鹿清彤闻言,却是摇了摇头,唇边泛起一抹温暖的笑意:“将军让我出来陪陪您,怕您一个人骑马,会觉得寂寞。”
“你们……不用特意顾着我,”玉澍的心,莫名地被她这句话触动了一下,语气也不自觉地软了下来,“我现在身体好多了。倒是你,快回车里去暖着吧。”
“郡主人真好。”鹿清彤由衷地说道。
“哪有……你别说这些好听的。”玉澍有些不自然地别过头去,脸上微微发烫。
鹿清彤看着她这副口是心非的模样,也不再坚持,只是转而说起了晚上的安排:“看今日这天色,怕是赶不到下一座城池了。等会儿队伍应该就要在附近扎营过夜,野外宿营,条件可能要清苦些。郡主若是不嫌弃,可以和我们几个,一道住么?”
鹿清彤的这个提议,让玉澍的心头一暖。
虽然她嘴上依旧维持着那份属于郡主的矜持,只是不置可否地“嗯”了一声,但当天色渐暗,队伍开始在华山脚下的一处平地上扎营时,她的行动却很诚实。

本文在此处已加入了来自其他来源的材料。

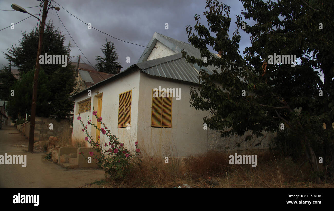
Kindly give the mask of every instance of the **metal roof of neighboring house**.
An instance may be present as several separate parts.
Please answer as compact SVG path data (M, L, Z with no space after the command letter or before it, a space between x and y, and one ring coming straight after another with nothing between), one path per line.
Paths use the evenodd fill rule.
M114 74L83 68L79 68L78 70L79 74L87 88L115 75Z
M146 61L153 48L158 41L161 42L176 54ZM102 84L103 82L103 84L107 82L105 81L108 80L110 80L111 81L112 81L113 79L116 79L115 77L118 78L119 76L121 76L123 75L123 73L130 70L133 70L136 66L139 67L142 71L151 75L196 83L199 83L197 77L198 75L198 71L201 68L204 69L210 74L213 73L213 71L211 70L216 69L216 67L211 65L200 67L196 64L192 64L187 62L185 59L182 58L182 55L180 53L181 51L184 49L189 55L193 56L199 58L201 58L201 55L199 49L190 44L156 32L154 33L147 46L151 48L147 48L145 49L138 63L132 65L120 73L98 82L92 86L99 86L100 84ZM218 57L216 54L211 53L214 56ZM220 71L219 69L217 71L218 72ZM85 92L87 89L71 96L70 98L72 98L75 96Z
M198 73L181 53L143 61L136 64L151 75L198 83Z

她没有像往常一样,让侍女们为自己单独准备那顶奢华的郡主营帐,而是直接吩咐侍女们去安置她们自己的住处,她自己则径直朝着鹿清彤她们那几顶已经支起来的、较为普通的军帐走去。
隆冬时节,反复冻融的土地,早已变得如钢铁般坚硬。
但在骁骑军将士们的手中,这些都不是问题。
他们训练有素,分工明确,只听“嘿呦、嘿呦”的号子声此起彼伏,一根根粗大的木桩便被巨锤砸入冻土,不一会儿,一顶顶营帐便如同雨后春笋般,在雪地上拔地而起。
玉澍注意到,在那些体格壮硕、皮肤黝黑的老兵中间,还夹杂着一些身形相对瘦削、面容白净、看起来颇有几分书生气的年轻兵丁。
他们也跟着大家一起喊号子,一起砸桩子,干起活来虽然不如老兵那般熟练,却也毫不惜力。
玉澍心念一动,猜到他们大概就是鹿清彤招募来的那些书吏。
她走到一个正在擦拭汗水的年轻书吏面前,开口问道:“看你的样子,以前可是读书人?”
那年轻书吏乍一见是郡主和自己说话,先是一愣,随即连忙放下手中的活计,恭恭敬敬地行了一礼:“回郡主的话,是读过几年书,这一科的恩科也曾去考过。哈哈,只是时运不济,第三次乡试还是没过。后来听说骁骑军招募书吏,便来试试运气。说来也巧,我来应招那天,还曾远远地见过郡主您一面呢!”
听到这话,玉澍的脸“腾”地一下就红了。她如何能不记得,那天,她分明就是去给鹿清彤找麻烦的,没想到竟还被这人看见了。
她有些尴尬地轻咳了一声,强行转移话题道:“既然是读书人,甘愿在这军营之中,与这些粗鄙武夫为伍,难道不觉得埋没了自己一身的才学么?”
那书吏闻言,却是挺直了腰板,脸上非但没有丝毫的颓丧,反而洋溢着一种发自内心的自豪。
他不卑不亢地答道:“回郡主,一开始,我也确实是这么想的。觉得自己这辈子怕是与功名无缘了,便想着投笔从戎,好歹混口饭吃。”